–The obeah story
RELIGION remains one of the most complex areas of defining and attributing good or evil, according to which side of the field of benefits or suffering we’re standing on. Locally, any reference that deviates from one’s catalogue of beliefs is perceived as the other, or, from a colloquial position, as ‘outah‘ or ‘obeah’, especially if the atmosphere fits into the movie imagery of a scary kind of different.
The obeah-man or woman (or wuk-man) in Guyana can be of any ethnicity in our cultural world; it’s what the believer wants that determines who is contacted. In the case of ‘obeah’, we’ve got it all wrong: This is a religion with Gods; proposed energy-enabling forces and rituals. While most of what happens in Guyana is related to sorcery, which consists of acts and deeds that inflict harm on others, and sorcery in Africa, as reported by colonial observations, was subject to execution by beheading, today, isolation in special areas is the punishment for those found guilty of practising it.
The word ‘Voodoo’ means spirit; it is called Candomble in Brazil, Voudou in Haiti, and Obeah in the Anglophone Caribbean. Obeah priests or priestesses are interpreted to be, in most cases, established herbalists and healers. This demonstrates how far the Obeah idea has been disfigured to include everything.
The source of the latest Western (naïve, doubtful but curious) narrative that non-affluent researchers have access to is ‘Volumes I and II of AFRICAN CEREMONIES by Carol Beckwith and Angela Fisher’. They described witnessing influences that defy logic: “We were even more mystified when four men drew knives from the calabash fetish and pointed them at a chicken held atop a boy’s head. Within seconds, the bird collapsed, snatching a few shivering breaths before dying. When the chicken was cooked in a calabash, the flammable gourd did not catch fire. How can we explain what we witnessed? We can’t.”
I had some ideas, but could not collaborate, from pointing knives to kill, then a calabash that didn’t burn (Pictures were provided by the authors).
This took me back to an incident that occurred in West Ruimveldt. I was standing next to a young neighbour, watching some drummers doing their thing, when, suddenly, he started to dance literally upside down. I was supposed to be cool, but was stunned. Immediately, two older onlookers ran to ‘West Front Road’ and came back with two buckets of ‘black canal water’ and threw it on him. And as the beat of the drum began to change, the lad gradually came to himself. I have since concluded that ‘Hanta-Banta’, the term used to describe drum-beat possession, and some other things I’ve witnessed over time belong to the preferred to be dismissed, leave-it-alone phenomenon that cannot be analysed.
In Guyana, in most cases when someone uses the term ‘somebody wuk pun he’, it refers to poison, though spirits and even the genie cloud it. This is arrived at after the usual methods have been tried and accustomed symptoms are not identified. In some cases, doctors have have been known to encourage their patients to seek “outside help”, because many medical professionals recognise that though they warn against rash alternative ‘bush medicine’, in some cases, it may just help.

PROFANITY VERSUS SANCTITY
Because of the cultural diversity of our nation, what is considered profane by one cultural group is sanctified by another. Also, in some cases, consultation is not restricted to group loyalty. For instance, though the poisons of botanical and other organic substances are viewed as forbidden in pre-colonial Africa, and punishable by death when used in cases of envy, ‘callous opportunity’, and spite against innocence, poison in collective defence upon related oaths against the concluded enemy seems to be allowed.
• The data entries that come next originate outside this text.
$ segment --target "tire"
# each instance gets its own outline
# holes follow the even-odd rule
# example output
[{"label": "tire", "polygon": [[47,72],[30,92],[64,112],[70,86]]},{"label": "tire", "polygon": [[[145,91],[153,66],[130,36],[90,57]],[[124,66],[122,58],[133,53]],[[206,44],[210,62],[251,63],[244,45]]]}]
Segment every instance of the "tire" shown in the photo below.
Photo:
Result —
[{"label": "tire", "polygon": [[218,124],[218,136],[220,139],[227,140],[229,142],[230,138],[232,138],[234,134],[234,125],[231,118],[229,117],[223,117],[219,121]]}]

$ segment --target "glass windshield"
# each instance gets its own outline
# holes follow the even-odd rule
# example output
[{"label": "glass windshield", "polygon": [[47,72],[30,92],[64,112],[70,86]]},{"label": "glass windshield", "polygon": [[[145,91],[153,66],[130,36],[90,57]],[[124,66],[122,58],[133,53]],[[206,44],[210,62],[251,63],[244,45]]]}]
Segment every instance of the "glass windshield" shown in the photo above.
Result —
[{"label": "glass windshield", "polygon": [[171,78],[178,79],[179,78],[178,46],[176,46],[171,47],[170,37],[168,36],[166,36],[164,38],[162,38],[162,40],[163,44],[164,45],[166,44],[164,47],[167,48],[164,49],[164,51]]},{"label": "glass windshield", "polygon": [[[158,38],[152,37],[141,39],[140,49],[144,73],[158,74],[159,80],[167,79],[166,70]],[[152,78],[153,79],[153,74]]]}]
Immediately after the 1823 East Coast insurrection, renowned Brazilian historian, Emilia Viotti Da Costa, author of “Crowns of Glory, Tears of Blood”, is quoted as saying: “In Demerara, the slaves returned to their day-to-day forms of resistance. Sometime after the rebellion, Joe Simpson’s wife died of poison. Joe, also known as Packwood, was the slave who had betrayed the rebellion to his master on the morning of August 18th. Suspicions of poison were also raised when several soldiers and members of the Militia fell seriously sick after one of the banquets given in their honour. The slaves were defeated, but they had not surrendered.”
‘Obeah’ is the accusing term used across ethnicity and cultures in Guyana, when events that revolve around any incident that involves mysticism and superstition occur.
For example, in 2006, three people perished during a river ritual. Similarly, in February 2015, four people perished in another ritual by the sea. The media, in both cases, elaborated on the context of both events, but the man-on-the-street stuck to obeah business; both were Hindu.
The fact is that the ancients were active in the arts of horticulture, and the effectiveness of certain botanicals; we have inherited that. But today, we are competing to understand also what modern Pharmakeia (the Greek term used to describe Pharmacy, ‘witchcraft’ and ‘sorcery’) in the hands of wealthy institutions bent on population control, biological/industrial warfare, and food control, and debasing mind-altering substances that have eclipsed the age of intent of the ancestors.